Colchester is a community and unincorporated place in Southwestern Ontario, the southernmost settlement on mainland Canada, and the southernmost point with the exception of Point Pelee National Park. It is located on the north shore of Lake Erie, approximately  south of the town of Harrow. Colchester was formerly part of the Township of Colchester South and is now a part of the amalgamated Town of Essex within the County of Essex. Colchester shares its postal code with Harrow as N0R 1G0.

Europeans began to settle in Colchester in the 18th century. Many United Empire Loyalists leaving the United States around the time of the American Revolutionary War were given land grants in Colchester. Some of names of these pioneers can still be found today in the names of residents throughout the region including: Snider, Huffman, Ferris, Hutchins, Iler, McCormick, Quick, and Tofflemire. One such Loyalist was John Snider of Pennsylvania. In 1798 Snider was given Lot 82 along the lakefront and built a home for his family just west of the village. As the oldest known structure along Lake Erie's shoreline, the house was completed in 1813 and a letter from the time indicates that men were working on the home's roof as cannons roared during the Battle of Lake Erie.

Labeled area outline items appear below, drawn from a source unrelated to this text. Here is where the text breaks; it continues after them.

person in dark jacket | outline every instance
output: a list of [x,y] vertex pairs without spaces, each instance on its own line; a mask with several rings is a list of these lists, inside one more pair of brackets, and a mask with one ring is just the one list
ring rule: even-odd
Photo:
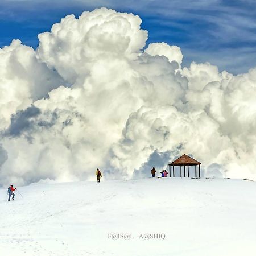
[[155,172],[156,172],[156,170],[155,169],[155,167],[153,167],[153,168],[151,170],[152,177],[155,177]]
[[16,188],[13,188],[13,185],[11,185],[8,188],[8,195],[9,195],[8,201],[10,201],[10,199],[11,199],[11,196],[13,196],[13,198],[11,199],[13,199],[13,200],[14,200],[14,196],[15,196],[15,194],[14,194],[14,193],[13,192],[15,190],[16,190]]
[[96,176],[97,176],[97,181],[98,182],[100,182],[101,177],[102,177],[102,175],[101,175],[101,171],[98,169],[97,169],[96,170]]

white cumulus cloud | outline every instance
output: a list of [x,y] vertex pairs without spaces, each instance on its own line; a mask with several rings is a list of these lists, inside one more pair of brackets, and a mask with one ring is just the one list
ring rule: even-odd
[[183,68],[177,46],[143,51],[141,22],[96,9],[0,49],[0,185],[143,176],[184,153],[255,179],[256,68]]

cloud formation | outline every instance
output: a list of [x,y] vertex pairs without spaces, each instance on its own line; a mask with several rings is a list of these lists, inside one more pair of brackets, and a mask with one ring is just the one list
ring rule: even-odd
[[[68,15],[35,51],[0,49],[0,185],[143,176],[183,153],[205,174],[255,179],[256,68],[182,67],[138,15]],[[218,169],[216,170],[216,168]]]

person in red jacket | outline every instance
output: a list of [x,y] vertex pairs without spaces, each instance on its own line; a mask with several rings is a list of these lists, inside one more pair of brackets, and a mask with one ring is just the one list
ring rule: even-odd
[[15,196],[15,194],[14,194],[14,193],[13,192],[15,190],[16,190],[16,188],[13,188],[13,185],[11,185],[8,188],[8,194],[9,195],[9,196],[8,197],[8,201],[10,201],[10,199],[11,199],[11,196],[13,196],[13,198],[11,199],[13,199],[13,200],[14,200],[14,196]]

The area was also a destination for slaves escaping the U.S. via the Underground Railroad in the mid-19th century, and for freed slaves during and after the American Civil War. In the 1870s a church was built along Dunn Road by many pioneering blacks, and it was named Zion African Methodist Episcopal (AME) Church. The church's cemetery still stands today on the western edge of the Road. Colchester was also the birthplace and hometown of railroad engineer and inventor Elijah McCoy, whose work was granted 45 patents in the US.

Today, in addition to its many lakeside cottages, Colchester is home to several hundred year-round residents who have converted older homes and built new ones. Restaurants, a public beach, and a marina have been an important part of Colchester for some years now. The population is approximately 900.

Colchester lies along the southernmost road on mainland Canada, County Road 50, and has recently become a tourist destination because of the nearby wineries, the beach and harbour, and the scenery of the area. Every year, the village plays host to the "Colchester Villagefest" and "Explore the Shore", which are aimed at attracting visitors to the venues and attractions along the historic lakefront road. The village is also home to Christ Church Colchester (Anglican) which has a long history dating back to the beginnings of Colchester as a settlement.